Si le verbe "se suivre" a un sens, on doit pouvoir dire que le verbe "porter" suit le verbe "arriver" mais comme, jusqu'à preuve du contraire, "aient" est la désinence correcte, il faut faire admettre aux gamins de dix ans que ces deux verbes ne se suivent pas.
2 - J'aimais, les soirs d'été, quand le soleil déclinait, que les baigneurs avaient regagné la ville, que la brise de mer se levait, que les oiseaux se rassemblaient sur l'estran tandis que les bateaux de pêche rentraient au port après une journée passée au large, me promener tranquillement sur la grève.
On a donc expliqué que "arriver" et "porter" ne se suivaient pas; maintenant, il faut expliquer que les verbes "aimer" et "se promener", que plusieurs lignes séparent, se suivent.
La règle correcte dit : "Quand deux verbes se suivent ET SE COMPLETENT..." ce n'est pas un détail. Bizarrement, le point le plus important disparaît régulièrement. Il importe donc de vérifier si un verbe en complète un autre.
On peut sans inconvénient oublier "se suivent" et ne conserver que "se complètent". Qui plus est, on peut aisément faire l'économie d'une autre règle qui dit qu'"après une préposition (c'est-à-dire, en fait, après "à, de, par, sans, pour"...) le verbe se met à l'infinitif"  car il s'agit de la même règle. Dans un cas, la construction est directe; dans l'autre, elle est indirecte, c'est tout. Cela conduit à une application réfléchie plutôt que mécanique d'une règle et à une approche de la structure de phrases contenant des subordonnées incises.


----------



## bloomiegirl

It seems to me that it also depends on whether the verb is active or passive.
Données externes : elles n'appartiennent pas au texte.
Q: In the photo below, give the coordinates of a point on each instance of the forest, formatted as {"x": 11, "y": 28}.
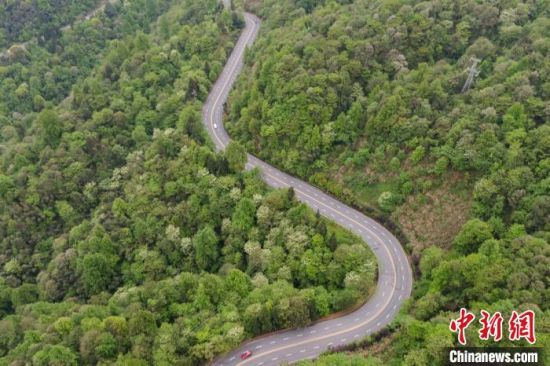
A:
{"x": 365, "y": 100}
{"x": 21, "y": 20}
{"x": 124, "y": 238}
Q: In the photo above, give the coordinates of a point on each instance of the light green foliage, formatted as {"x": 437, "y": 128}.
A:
{"x": 381, "y": 81}
{"x": 125, "y": 238}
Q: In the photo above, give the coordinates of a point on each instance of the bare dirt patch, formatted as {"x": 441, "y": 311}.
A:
{"x": 434, "y": 218}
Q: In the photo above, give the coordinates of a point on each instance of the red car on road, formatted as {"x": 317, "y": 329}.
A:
{"x": 245, "y": 355}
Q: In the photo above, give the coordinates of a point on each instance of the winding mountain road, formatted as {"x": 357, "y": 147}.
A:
{"x": 394, "y": 277}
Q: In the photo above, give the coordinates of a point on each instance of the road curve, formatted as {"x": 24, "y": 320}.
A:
{"x": 394, "y": 277}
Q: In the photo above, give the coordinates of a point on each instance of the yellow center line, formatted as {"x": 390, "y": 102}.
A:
{"x": 321, "y": 203}
{"x": 225, "y": 84}
{"x": 347, "y": 330}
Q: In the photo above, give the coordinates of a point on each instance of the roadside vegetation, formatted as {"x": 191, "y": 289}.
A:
{"x": 364, "y": 99}
{"x": 22, "y": 20}
{"x": 124, "y": 239}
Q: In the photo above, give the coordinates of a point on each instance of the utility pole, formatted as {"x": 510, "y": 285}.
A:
{"x": 472, "y": 73}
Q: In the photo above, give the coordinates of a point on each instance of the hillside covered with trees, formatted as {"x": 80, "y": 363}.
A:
{"x": 21, "y": 20}
{"x": 124, "y": 239}
{"x": 365, "y": 99}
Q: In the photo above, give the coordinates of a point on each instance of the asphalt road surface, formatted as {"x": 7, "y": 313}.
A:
{"x": 394, "y": 278}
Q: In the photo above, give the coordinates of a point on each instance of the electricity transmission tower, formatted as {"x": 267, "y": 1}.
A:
{"x": 472, "y": 73}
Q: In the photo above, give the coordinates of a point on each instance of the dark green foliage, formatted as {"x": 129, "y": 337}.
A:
{"x": 363, "y": 98}
{"x": 124, "y": 238}
{"x": 21, "y": 20}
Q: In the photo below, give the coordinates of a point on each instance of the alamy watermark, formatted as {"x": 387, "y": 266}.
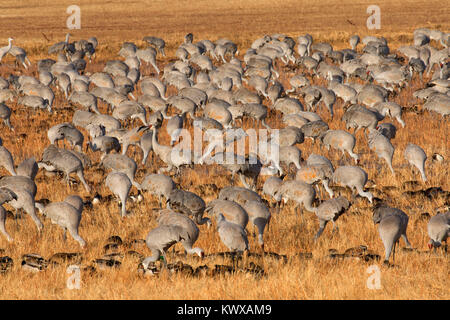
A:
{"x": 374, "y": 280}
{"x": 74, "y": 20}
{"x": 374, "y": 20}
{"x": 74, "y": 281}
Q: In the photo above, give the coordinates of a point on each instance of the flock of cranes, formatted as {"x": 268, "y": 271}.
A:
{"x": 215, "y": 88}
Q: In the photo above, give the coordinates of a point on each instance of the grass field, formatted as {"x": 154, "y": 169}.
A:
{"x": 36, "y": 25}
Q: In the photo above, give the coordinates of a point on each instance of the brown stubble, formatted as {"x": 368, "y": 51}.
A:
{"x": 416, "y": 276}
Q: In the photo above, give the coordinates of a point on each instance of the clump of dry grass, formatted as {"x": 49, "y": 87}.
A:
{"x": 415, "y": 276}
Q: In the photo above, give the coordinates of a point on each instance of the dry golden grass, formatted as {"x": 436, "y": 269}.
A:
{"x": 415, "y": 276}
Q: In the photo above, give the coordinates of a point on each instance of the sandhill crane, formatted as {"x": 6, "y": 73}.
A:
{"x": 34, "y": 102}
{"x": 416, "y": 157}
{"x": 130, "y": 109}
{"x": 20, "y": 55}
{"x": 104, "y": 144}
{"x": 169, "y": 217}
{"x": 25, "y": 201}
{"x": 173, "y": 157}
{"x": 174, "y": 127}
{"x": 19, "y": 182}
{"x": 218, "y": 110}
{"x": 149, "y": 56}
{"x": 438, "y": 103}
{"x": 307, "y": 41}
{"x": 239, "y": 195}
{"x": 159, "y": 185}
{"x": 67, "y": 214}
{"x": 295, "y": 120}
{"x": 438, "y": 229}
{"x": 354, "y": 178}
{"x": 6, "y": 195}
{"x": 370, "y": 95}
{"x": 392, "y": 224}
{"x": 341, "y": 140}
{"x": 131, "y": 137}
{"x": 290, "y": 136}
{"x": 259, "y": 215}
{"x": 6, "y": 95}
{"x": 314, "y": 129}
{"x": 55, "y": 158}
{"x": 188, "y": 203}
{"x": 390, "y": 108}
{"x": 387, "y": 129}
{"x": 6, "y": 160}
{"x": 160, "y": 239}
{"x": 381, "y": 146}
{"x": 232, "y": 235}
{"x": 39, "y": 90}
{"x": 183, "y": 104}
{"x": 288, "y": 106}
{"x": 121, "y": 163}
{"x": 28, "y": 168}
{"x": 120, "y": 185}
{"x": 66, "y": 131}
{"x": 243, "y": 166}
{"x": 330, "y": 210}
{"x": 358, "y": 117}
{"x": 254, "y": 110}
{"x": 299, "y": 192}
{"x": 5, "y": 50}
{"x": 354, "y": 41}
{"x": 157, "y": 42}
{"x": 313, "y": 173}
{"x": 46, "y": 78}
{"x": 270, "y": 188}
{"x": 231, "y": 210}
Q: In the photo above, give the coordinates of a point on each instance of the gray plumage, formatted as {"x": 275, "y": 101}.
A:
{"x": 6, "y": 195}
{"x": 358, "y": 117}
{"x": 120, "y": 185}
{"x": 6, "y": 160}
{"x": 259, "y": 215}
{"x": 382, "y": 147}
{"x": 121, "y": 163}
{"x": 299, "y": 192}
{"x": 416, "y": 157}
{"x": 160, "y": 239}
{"x": 159, "y": 185}
{"x": 354, "y": 178}
{"x": 232, "y": 235}
{"x": 341, "y": 140}
{"x": 22, "y": 182}
{"x": 169, "y": 217}
{"x": 438, "y": 229}
{"x": 387, "y": 129}
{"x": 330, "y": 210}
{"x": 67, "y": 214}
{"x": 271, "y": 186}
{"x": 392, "y": 224}
{"x": 188, "y": 203}
{"x": 85, "y": 99}
{"x": 104, "y": 144}
{"x": 239, "y": 195}
{"x": 231, "y": 210}
{"x": 66, "y": 131}
{"x": 28, "y": 168}
{"x": 5, "y": 114}
{"x": 63, "y": 160}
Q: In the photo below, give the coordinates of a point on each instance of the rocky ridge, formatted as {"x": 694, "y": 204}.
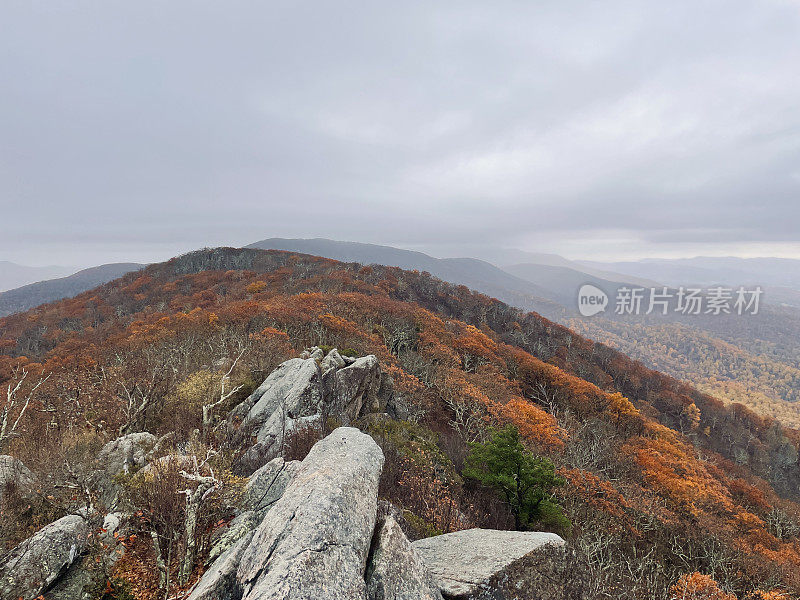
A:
{"x": 305, "y": 529}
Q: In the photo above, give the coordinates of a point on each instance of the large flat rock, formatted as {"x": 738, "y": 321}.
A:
{"x": 395, "y": 571}
{"x": 314, "y": 541}
{"x": 472, "y": 563}
{"x": 39, "y": 561}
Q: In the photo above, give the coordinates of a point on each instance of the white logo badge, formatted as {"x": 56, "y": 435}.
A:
{"x": 591, "y": 300}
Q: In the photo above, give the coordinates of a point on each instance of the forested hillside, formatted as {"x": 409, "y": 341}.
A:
{"x": 664, "y": 489}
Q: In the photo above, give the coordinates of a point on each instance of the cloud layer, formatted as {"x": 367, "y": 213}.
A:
{"x": 137, "y": 130}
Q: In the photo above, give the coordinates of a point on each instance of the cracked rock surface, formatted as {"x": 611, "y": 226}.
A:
{"x": 465, "y": 564}
{"x": 314, "y": 541}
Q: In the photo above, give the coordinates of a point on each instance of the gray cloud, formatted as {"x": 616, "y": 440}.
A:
{"x": 133, "y": 131}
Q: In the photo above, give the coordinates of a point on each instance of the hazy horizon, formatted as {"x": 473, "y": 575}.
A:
{"x": 135, "y": 132}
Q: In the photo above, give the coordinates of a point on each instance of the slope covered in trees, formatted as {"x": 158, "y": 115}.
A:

For instance, both of the following […] are possible:

_"Il a été manger à la cantine."_
_"Il a été mangé par le grand méchant loup."_

...depending on who is doing the eating.


----------



## Renaudbb

Janpol : en effet, Sylene a été un peu rapide dans l'exposé de la règle, mais je pense que vu le contexte (la question initiale), la plupart avait compris qu'on ne parlait ni de verbes appartenant à deux groupes distincts (votre premier exemple) ni de participes (le second). 

Mais c'est quoi qu'il en soit toujours mieux d'être précis. 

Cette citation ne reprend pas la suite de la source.